2. La détermination de l’État membre responsable en application des critères se fait sur la base de la situation qui existait au moment où le demandeur d’asile a présenté sa demande pour la première fois auprès d’un État membre.»

Article 6

«Si le demandeur d’asile est un mineur non accompagné, l’État membre responsable de l’examen de la demande est celui dans lequel un membre de sa famille se trouve légalement, pour autant que ce soit dans l’intérêt du mineur.

En l’absence d’un membre de la famille, l’État membre responsable de l’examen de la demande est celui dans lequel le mineur a introduit sa demande d’asile.» 

Article 13

«Lorsque l’État membre responsable de l’examen de la demande d’asile ne peut être désigné sur la base des critères énumérés dans le présent règlement, le premier État membre auprès duquel la demande a été présentée est responsable de l’examen.»

11.      Le chapitre IV du règlement, qui est intitulé «clause humanitaire», contient une seule disposition, l’article 15, dont le paragraphe 3 prévoit ce qui suit:

«Si le demandeur d’asile est un mineur non accompagné et qu’un ou plusieurs membres de sa famille se trouvant dans un autre État membre peuvent s’occuper de lui, les États membres réunissent si possible le mineur et le ou les membres de sa famille, à moins que ce ne soit pas dans l’intérêt du mineur.»

C –    Le règlement (CE) no 1560/2003

12.      Le règlement (CE) no 1560/2003 de la Commission, du 2 septembre 2003, portant modalités d’application du règlement no 343/2003 (3), dispose ce qui suit, en son article 12:

«1. Lorsque la décision de confier un mineur non accompagné à un membre de sa famille autre que ses père, mère ou tuteur légal est susceptible de poser des difficultés particulières, notamment lorsque l’adulte concerné réside hors de la juridiction de l’État membre où le mineur a sollicité l’asile, la coopération entre les autorités compétentes des États membres, en particulier les autorités ou juridictions chargées de la protection des mineurs, est facilitée et les mesures nécessaires sont prises pour que ces autorités puissent se prononcer en toute connaissance de cause sur la capacité du ou des adultes concernés à prendre en charge le mineur dans des conditions conformes à son intérêt.

À cette fin, il est tenu compte des possibilités ouvertes dans le domaine de la coopération judiciaire en matière civile.

2. Le fait que la durée des procédures relatives au placement du mineur entraîne un dépassement des délais fixés à l’article 18, paragraphes 1 et 6, et à l’article 19, paragraphe 4, du règlement (CE) no 343/2003 ne fait pas nécessairement obstacle à la poursuite de la procédure de détermination de l’État membre responsable ou à la mise en œuvre du transfert.»

II – Les faits

13.      Les trois affaires jointes en l’espèce concernent trois mineurs, deux de nationalité érythréenne (MA et BT) et un de nationalité irakienne (et d’origine kurde, DA).

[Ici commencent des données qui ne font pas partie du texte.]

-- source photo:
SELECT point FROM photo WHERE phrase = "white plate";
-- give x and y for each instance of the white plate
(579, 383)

14.      Après qu’ils ont demandé l’asile au Royaume-Uni, les autorités britanniques ont constaté qu’ils avaient tous déjà présenté des demandes d’asile dans d’autres États membres, à savoir l’Italie (MA et BT) et les Pays-Bas (DA). En principe, et en application des dispositions de l’article 3, paragraphe 1, du règlement no 343/2003, il a été décidé de transférer les enfants vers lesdits États membres.

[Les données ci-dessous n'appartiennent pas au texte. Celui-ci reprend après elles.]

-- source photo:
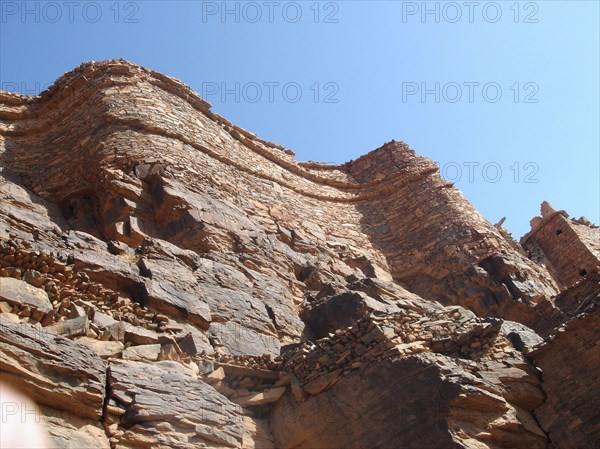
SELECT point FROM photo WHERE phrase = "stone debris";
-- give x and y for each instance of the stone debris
(169, 279)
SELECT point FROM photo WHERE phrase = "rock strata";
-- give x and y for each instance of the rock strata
(168, 279)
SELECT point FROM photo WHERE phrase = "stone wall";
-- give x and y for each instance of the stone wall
(152, 237)
(570, 247)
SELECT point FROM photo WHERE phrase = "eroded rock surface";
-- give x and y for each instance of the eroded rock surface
(169, 279)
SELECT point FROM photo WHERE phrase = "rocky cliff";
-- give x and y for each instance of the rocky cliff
(169, 279)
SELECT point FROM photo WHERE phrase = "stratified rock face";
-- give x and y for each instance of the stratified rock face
(172, 280)
(570, 363)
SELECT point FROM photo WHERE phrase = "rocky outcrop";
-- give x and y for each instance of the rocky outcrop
(169, 279)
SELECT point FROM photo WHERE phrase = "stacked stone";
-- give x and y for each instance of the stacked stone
(71, 293)
(454, 332)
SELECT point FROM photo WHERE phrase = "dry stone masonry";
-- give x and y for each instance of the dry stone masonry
(170, 280)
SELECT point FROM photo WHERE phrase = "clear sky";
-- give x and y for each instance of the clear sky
(503, 95)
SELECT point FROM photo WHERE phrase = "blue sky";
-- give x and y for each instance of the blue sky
(503, 95)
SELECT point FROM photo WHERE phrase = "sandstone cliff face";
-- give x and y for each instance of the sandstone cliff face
(171, 280)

15.      Cependant, avant l’exécution du transfert (dans le cas de MA et de DA) ou une fois celui-ci réalisé (dans le cas de BT), les autorités britanniques, en application de la possibilité prévue à l’article 3, paragraphe 2, du règlement no 343/2003, ont décidé d’examiner elles‑mêmes les demandes d’asile. En conséquence, BT, qui avait été transférée en Italie, a pu retourner au Royaume‑Uni.

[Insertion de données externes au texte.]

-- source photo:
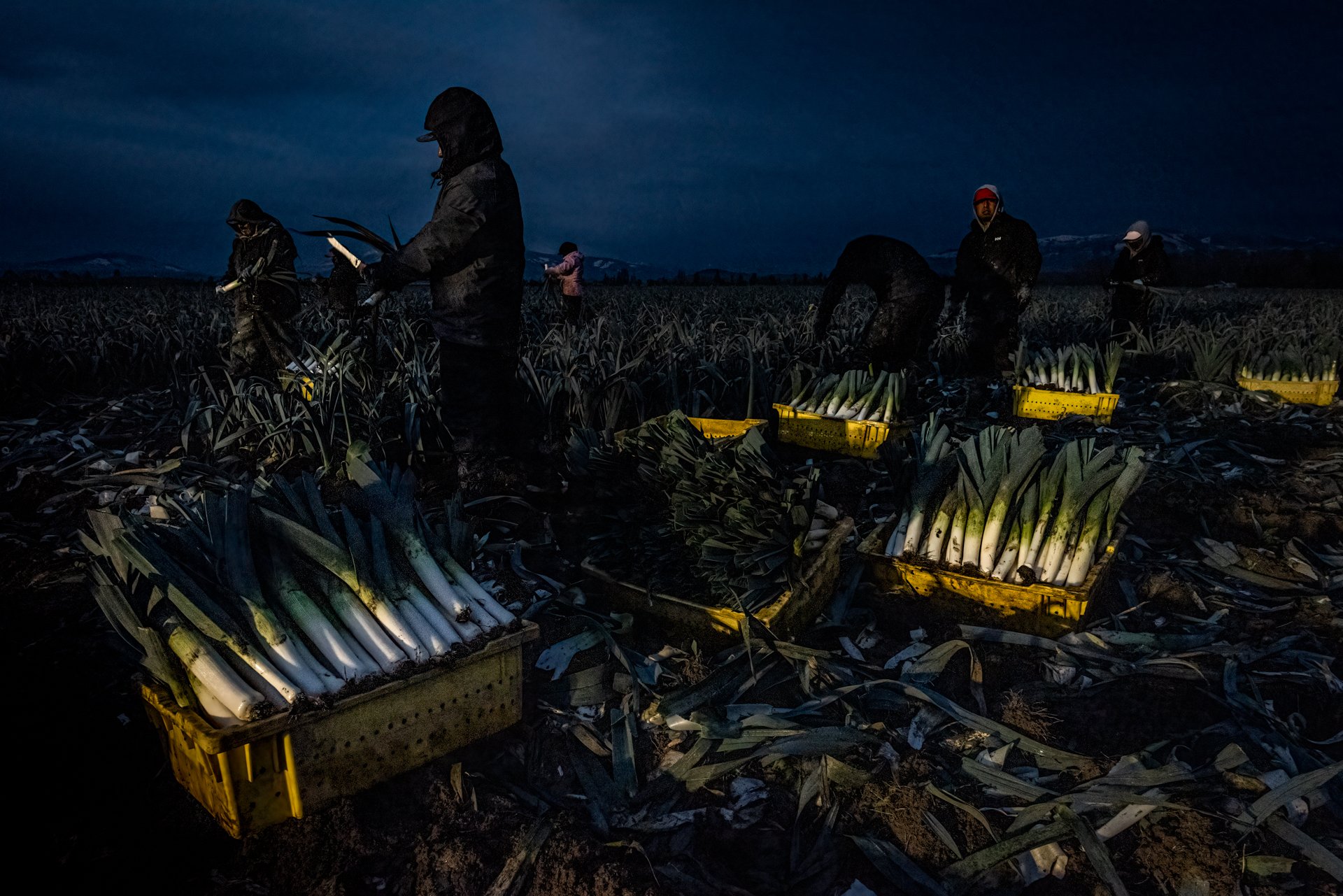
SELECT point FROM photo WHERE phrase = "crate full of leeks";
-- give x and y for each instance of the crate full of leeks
(1074, 379)
(299, 656)
(697, 532)
(1293, 375)
(997, 522)
(852, 413)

16.      Bien qu’elles aient été invitées à retirer les recours qu’elles avaient formés devant les juridictions britanniques contre les décisions initiales de transfert, MA et BT se sont toutes deux refusées à le faire. En revanche, il n’est pas établi qu’une telle invitation ait été faite dans le cas de DA.

17.      Par jugement du 21 décembre 2010, l’Administrative Court a rejeté les différents recours des mineurs contre les décisions de transfert, en considérant que l’article 6 du règlement no 343/2003 était d’application.

18.      La Court of Appeal (England & Wales) (Civil Division) ayant été saisie en appel, celle-ci a décidé de renvoyer la présente question préjudicielle à la Cour.

III – La question préjudicielle

19.      L’unique question est la suivante:

«Dans le règlement (CE) no 343/2003 du Conseil, du 18 février 2003, établissant les critères et mécanismes de détermination de l’État membre responsable de l’examen d’une demande d’asile présentée dans l’un des États membres par un ressortissant d’un pays tiers (JO L 50, p. 1), quel est l’État membre qui est désigné comme responsable de l’examen de la demande d’asile par le second alinéa de l’article 6 lorsqu’un demandeur d’asile, qui est un mineur non accompagné dont aucun membre de la famille ne se trouve légalement dans un État membre, a présenté des demandes d’asile dans plus d’un État membre?»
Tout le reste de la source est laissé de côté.